I was widely known as a biblical scholar during my teaching career from the late 1970’s to mid-2015. My focus was the Catholic Epistles and towards the end of that period I produced three different commentaries on 2 Peter. Yet I was also teaching Christian spirituality during this same period. Still, while I was highly critical of the Nestle-Aland28 edition of Novum Testamentum Gracae for (among other things) changing the text of 2 Peter 3 to read that the earth as well as the heavens and the heavenly bodies would be destroyed (versus the burning up of the heavens and the heavenly bodies and the laying bare of the earth – by the removal of this covering – for judgment), I often quipped that I hoped that the judgment would result in the burning up of all that I had written, for I did not want to be embarrassed by my foolishness and errors throughout eternity.
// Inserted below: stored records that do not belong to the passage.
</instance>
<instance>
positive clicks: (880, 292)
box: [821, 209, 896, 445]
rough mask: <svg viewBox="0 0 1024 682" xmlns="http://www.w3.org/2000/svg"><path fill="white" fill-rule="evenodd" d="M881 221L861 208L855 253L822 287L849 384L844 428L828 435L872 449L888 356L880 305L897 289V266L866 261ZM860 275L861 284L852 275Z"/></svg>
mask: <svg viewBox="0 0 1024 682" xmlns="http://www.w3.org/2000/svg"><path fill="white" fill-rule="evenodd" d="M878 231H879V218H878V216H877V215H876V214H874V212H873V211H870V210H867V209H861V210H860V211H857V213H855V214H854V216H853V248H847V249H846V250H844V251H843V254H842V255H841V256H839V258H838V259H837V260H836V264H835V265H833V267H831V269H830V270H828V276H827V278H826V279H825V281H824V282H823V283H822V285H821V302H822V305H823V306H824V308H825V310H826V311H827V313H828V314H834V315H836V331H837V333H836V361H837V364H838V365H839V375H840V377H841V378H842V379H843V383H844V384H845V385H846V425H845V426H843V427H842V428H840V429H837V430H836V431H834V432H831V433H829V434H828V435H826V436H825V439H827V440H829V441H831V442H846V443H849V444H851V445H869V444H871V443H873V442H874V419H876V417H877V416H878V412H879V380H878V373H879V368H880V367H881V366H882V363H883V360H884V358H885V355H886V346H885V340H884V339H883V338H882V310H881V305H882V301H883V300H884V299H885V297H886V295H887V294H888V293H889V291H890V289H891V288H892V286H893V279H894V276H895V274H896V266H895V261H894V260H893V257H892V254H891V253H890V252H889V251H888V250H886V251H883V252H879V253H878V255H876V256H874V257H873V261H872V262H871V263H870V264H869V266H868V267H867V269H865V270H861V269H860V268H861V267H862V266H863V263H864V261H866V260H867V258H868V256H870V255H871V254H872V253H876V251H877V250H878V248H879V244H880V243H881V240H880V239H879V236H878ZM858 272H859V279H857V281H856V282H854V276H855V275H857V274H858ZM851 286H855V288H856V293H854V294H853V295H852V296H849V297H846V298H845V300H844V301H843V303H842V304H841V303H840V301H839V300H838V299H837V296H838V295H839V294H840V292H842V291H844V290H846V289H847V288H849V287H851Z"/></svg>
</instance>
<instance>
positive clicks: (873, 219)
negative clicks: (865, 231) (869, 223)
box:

I was more conscious that my writings would likely end up on the back shelves of some research library where they would be consulted on rare occasions by some research scholar as I had done to other obscure scholars during my doctoral studies.

While there was a transition process between my retiring from then Houston Baptist University and my appointment as chaplain to the Dominican Sisters of Mary Mother of the Eucharist at Our Lady of Guadalupe Priory, I believe the Lord made increasingly clear to me that my career as a biblical scholar had ended, except as I poured my knowledge into homilies and the like, and my calling as a Catholic priest was rather monastic, to a life of prayer, worship, and sacramental ministry, not forgetting that I am married and have a wife who needs my care as well as an aging body. I did, at the request of a friend, give a paper at a conference in 2022 and submitted the paper for publication, but thought of it as my last. Pope Benedict XVI citing Pope St John Paul II confirmed to me that priests are in fact monks under all three vows of poverty, chastity, and obedience, although in a form somewhat different from the form of typical religious communities. One has left the world, although one ministers to the world, as do many religious communities (even the totally cloistered ones are praying for the world). I started to refer to myself as “the hermit of the eastern march,” which actually comes from C S Lewis’ The Horse and His Boy, but in my case refers to living in the eastern border area of Georgetown.
So I was interested this week in a number of my friends and acquaintances announcing the publication of the second edition of InterVarsity Press’ Dictionary of Paul and His Letters. Each was appropriately happy to see the articles that they had written in print. I thought back to the original edition of the Dictionary of Jesus and the Gospels, then the Dictionary of Paul and His Letters, and finally the Dictionary of the Latter New Testament, in all of which I had articles. All were edited (along with a co-editor) by Ralph Martin, from the generation before me at Manchester University, whom I knew well and with whom I was co-editor of that third volume. Those were indeed good times with great conversations enjoyed with faithful colleagues. But the announcements of this publication were to me a reminder that those days are memories of the past. By eyes are already on prayer and worship and sacramental ministry, already turned beyond this age to the coming age that is breaking into this one. My work is already fading, pushed onto and perhaps off the forgotten shelves of libraries, for those who have used it in the past as in the twilight of their careers and for those who are active in their careers my oeuvre is replaced by or quickly being replaced by that of others. And that is good for me.
Jesus said to set our eyes on things above, that is on the coming age now breaking into the world. He called people who forsook perfectly good careers for a rather insecure career of following him and then itinerant ministry to the nascent Church (after his resurrection). Biblical studies can indeed help one draw closer to Jesus – it was through this and the associated study of the spiritual classics that that happened to me – yet the time came for me when he implicitly said, I want you more identified with me. It was almost as if he said, “Your name is Peter. Do you love me more than these (in my case, these books and studies)?” And I have received the gift of time in relative obscurity in my “hermitage” to live out that conformity to the person of Christ, to grow in love, and to let prayer and worship become the runway for my transition to a new phase of life at one with him, what the Eastern Church calls divinization (for 2 Pet 1). It is a gift.
So my prayer for my friends is that they enjoy their ministry as biblical scholars thoroughly, that they absorb from it the lessons that our Lord is teaching them, but that they also realize that this too will pass, that there is, as C S Lewis also said, an eventual call to come “further in and higher up.” And in that I rejoice.